Here comes the judge—and she has stories to tell.
O’Connor (The Majesty of the Law, 2003, etc.), the first woman to serve as a justice on the Supreme Court—though, she hastens to add, not the first woman to hold a post of importance in that highest judiciary in the land—has been retired for half a decade, but still she is asked what being a justice is like. And, of course, she’s heavily involved in civic education, educating Americans about what being American is about. The result is this lightly told but deeply thought-through history of the court, part of “a government that develops and evolves, that grows and changes, over time.” Her case studies are many, including Marbury v.
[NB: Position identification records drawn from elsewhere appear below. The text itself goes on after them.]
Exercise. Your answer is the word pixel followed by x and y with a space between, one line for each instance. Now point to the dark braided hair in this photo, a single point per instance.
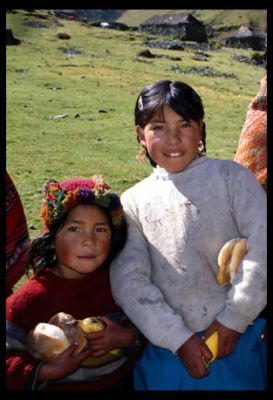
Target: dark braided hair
pixel 181 97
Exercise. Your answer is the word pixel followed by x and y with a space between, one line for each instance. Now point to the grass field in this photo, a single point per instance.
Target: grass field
pixel 97 89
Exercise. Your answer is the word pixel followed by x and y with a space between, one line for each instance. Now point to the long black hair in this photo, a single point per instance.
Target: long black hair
pixel 181 97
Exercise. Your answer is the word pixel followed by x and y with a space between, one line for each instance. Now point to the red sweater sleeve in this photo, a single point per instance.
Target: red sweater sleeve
pixel 19 366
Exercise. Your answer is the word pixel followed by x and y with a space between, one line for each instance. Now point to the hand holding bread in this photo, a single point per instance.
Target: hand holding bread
pixel 229 259
pixel 48 340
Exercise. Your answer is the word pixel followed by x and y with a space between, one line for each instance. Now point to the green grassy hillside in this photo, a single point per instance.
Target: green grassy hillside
pixel 216 18
pixel 97 89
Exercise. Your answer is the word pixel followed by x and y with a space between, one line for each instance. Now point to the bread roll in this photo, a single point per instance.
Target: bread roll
pixel 46 342
pixel 71 329
pixel 229 259
pixel 91 324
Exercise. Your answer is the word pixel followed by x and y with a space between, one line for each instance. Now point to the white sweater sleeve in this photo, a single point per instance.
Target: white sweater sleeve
pixel 141 300
pixel 248 293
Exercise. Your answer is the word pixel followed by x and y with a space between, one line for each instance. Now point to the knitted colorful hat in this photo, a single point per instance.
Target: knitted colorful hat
pixel 59 197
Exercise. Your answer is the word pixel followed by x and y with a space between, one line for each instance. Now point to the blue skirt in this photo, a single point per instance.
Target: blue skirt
pixel 244 369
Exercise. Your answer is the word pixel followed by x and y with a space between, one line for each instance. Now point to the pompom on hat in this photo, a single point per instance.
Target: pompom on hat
pixel 59 197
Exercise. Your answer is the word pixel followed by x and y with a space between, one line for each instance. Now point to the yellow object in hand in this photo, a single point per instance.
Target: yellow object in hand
pixel 91 324
pixel 212 343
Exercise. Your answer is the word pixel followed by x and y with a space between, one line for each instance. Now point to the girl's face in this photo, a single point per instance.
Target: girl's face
pixel 171 143
pixel 83 243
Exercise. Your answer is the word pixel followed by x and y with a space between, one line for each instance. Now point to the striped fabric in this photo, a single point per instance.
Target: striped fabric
pixel 252 147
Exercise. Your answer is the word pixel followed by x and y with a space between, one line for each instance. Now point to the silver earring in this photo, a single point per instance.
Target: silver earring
pixel 200 148
pixel 141 154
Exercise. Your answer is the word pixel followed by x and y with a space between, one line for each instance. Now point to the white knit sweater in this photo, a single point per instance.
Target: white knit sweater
pixel 165 278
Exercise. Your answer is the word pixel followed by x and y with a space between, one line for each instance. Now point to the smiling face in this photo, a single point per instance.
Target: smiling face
pixel 83 243
pixel 170 140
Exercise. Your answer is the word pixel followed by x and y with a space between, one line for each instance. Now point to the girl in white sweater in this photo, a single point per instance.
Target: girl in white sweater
pixel 165 278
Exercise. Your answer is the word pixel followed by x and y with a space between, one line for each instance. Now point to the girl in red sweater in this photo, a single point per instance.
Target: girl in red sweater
pixel 85 229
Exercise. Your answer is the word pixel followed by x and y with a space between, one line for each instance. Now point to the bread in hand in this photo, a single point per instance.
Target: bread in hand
pixel 229 259
pixel 71 329
pixel 48 340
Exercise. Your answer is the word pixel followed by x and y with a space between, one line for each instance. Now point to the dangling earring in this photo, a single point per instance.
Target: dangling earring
pixel 141 154
pixel 200 148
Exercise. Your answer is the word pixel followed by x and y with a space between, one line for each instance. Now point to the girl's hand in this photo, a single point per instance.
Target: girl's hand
pixel 194 355
pixel 113 336
pixel 63 365
pixel 227 338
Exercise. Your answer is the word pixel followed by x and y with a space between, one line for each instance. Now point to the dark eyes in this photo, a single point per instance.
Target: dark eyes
pixel 73 229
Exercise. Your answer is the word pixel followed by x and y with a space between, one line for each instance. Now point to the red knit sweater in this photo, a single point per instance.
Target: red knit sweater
pixel 45 295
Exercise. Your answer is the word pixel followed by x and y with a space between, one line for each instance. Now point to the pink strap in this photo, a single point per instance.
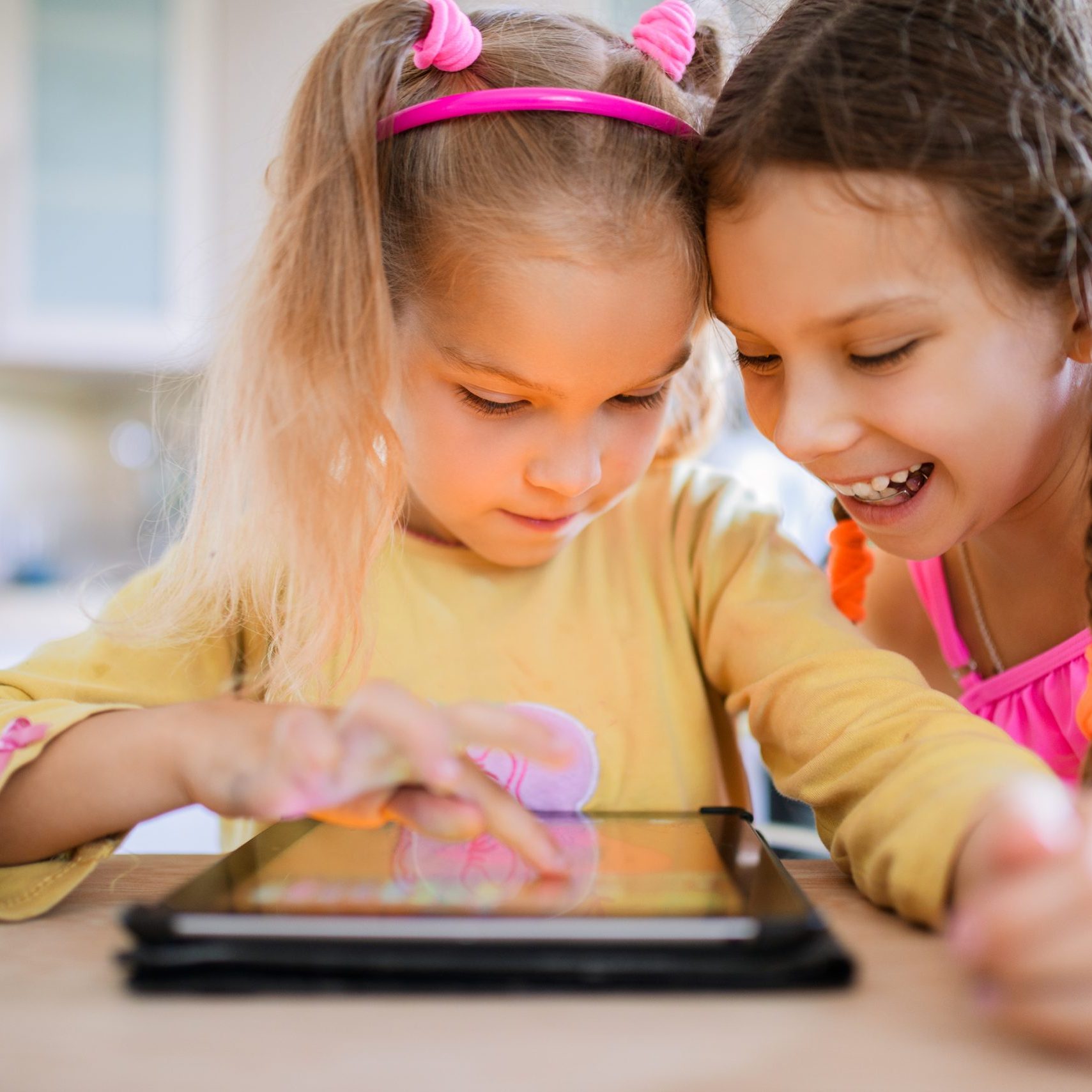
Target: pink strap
pixel 452 42
pixel 665 33
pixel 932 588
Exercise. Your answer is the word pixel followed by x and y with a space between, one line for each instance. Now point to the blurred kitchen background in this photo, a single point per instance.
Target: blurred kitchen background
pixel 135 135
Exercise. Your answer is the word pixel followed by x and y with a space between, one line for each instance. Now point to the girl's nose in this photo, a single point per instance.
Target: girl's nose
pixel 570 468
pixel 814 420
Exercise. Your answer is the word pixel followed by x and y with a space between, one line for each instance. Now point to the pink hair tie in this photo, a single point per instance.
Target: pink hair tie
pixel 452 42
pixel 665 33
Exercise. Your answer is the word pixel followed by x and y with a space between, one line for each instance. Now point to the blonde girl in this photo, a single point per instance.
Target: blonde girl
pixel 440 477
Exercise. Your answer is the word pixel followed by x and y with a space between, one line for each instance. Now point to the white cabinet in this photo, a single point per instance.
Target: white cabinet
pixel 105 178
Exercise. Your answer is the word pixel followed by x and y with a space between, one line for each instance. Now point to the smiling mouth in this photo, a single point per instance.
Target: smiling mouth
pixel 539 522
pixel 887 489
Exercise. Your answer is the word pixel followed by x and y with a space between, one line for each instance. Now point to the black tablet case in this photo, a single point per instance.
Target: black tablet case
pixel 164 964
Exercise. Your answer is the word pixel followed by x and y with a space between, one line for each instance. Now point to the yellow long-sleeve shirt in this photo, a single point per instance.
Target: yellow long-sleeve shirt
pixel 679 606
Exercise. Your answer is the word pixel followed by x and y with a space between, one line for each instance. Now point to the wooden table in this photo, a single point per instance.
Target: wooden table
pixel 68 1022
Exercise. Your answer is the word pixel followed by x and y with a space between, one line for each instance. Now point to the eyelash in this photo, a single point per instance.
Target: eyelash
pixel 488 409
pixel 765 364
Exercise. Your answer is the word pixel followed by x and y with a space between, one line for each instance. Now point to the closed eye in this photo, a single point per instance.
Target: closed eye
pixel 759 364
pixel 882 358
pixel 486 408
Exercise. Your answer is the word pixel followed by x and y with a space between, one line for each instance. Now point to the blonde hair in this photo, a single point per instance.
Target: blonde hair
pixel 298 480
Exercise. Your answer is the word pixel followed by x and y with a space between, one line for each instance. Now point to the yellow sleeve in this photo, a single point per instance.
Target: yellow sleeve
pixel 65 682
pixel 895 770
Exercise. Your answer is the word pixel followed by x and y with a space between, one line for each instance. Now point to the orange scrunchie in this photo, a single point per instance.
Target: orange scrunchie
pixel 1084 705
pixel 851 562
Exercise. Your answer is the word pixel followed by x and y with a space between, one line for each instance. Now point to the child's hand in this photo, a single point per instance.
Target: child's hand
pixel 1022 919
pixel 386 755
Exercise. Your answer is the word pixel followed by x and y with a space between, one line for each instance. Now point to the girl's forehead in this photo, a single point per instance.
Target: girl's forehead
pixel 562 325
pixel 830 243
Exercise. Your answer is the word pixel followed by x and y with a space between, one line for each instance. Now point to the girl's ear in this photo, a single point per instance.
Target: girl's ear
pixel 1079 345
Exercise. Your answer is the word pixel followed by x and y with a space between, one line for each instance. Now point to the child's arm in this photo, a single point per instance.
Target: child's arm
pixel 75 685
pixel 243 758
pixel 896 773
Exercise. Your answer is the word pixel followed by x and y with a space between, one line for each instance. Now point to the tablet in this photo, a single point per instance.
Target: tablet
pixel 704 884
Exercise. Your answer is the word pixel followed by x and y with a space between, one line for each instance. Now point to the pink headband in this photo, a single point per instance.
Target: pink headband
pixel 665 33
pixel 502 100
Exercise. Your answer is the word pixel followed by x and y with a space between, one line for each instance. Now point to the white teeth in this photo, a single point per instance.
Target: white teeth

Madison, which articulated some of that evolution and established the court’s authority as the final arbiter of the constitutionality of legislation, and some of Daniel Webster’s greatest hits—for, she reminds us, Webster argued some 200 cases before the court, “known for his ability to marshal precedents and historical evidence with skill.” Apart from the most significant cases, such as Brown v. Board of Education, O’Connor examines just a few minor cases and then mostly to illustrate points about the humanity of the court—Scalia is a funny guy, Rehnquist was a card, etc. She is candid, opinionated and even entertaining throughout, though we wait breathlessly for the fly-on-the-wall story of how the Supreme Court decided to give George W. Bush the presidency.
For the time being, a well-considered, lively survey of what the Supreme Court does, how it’s constituted and, bonus round, how to argue before it.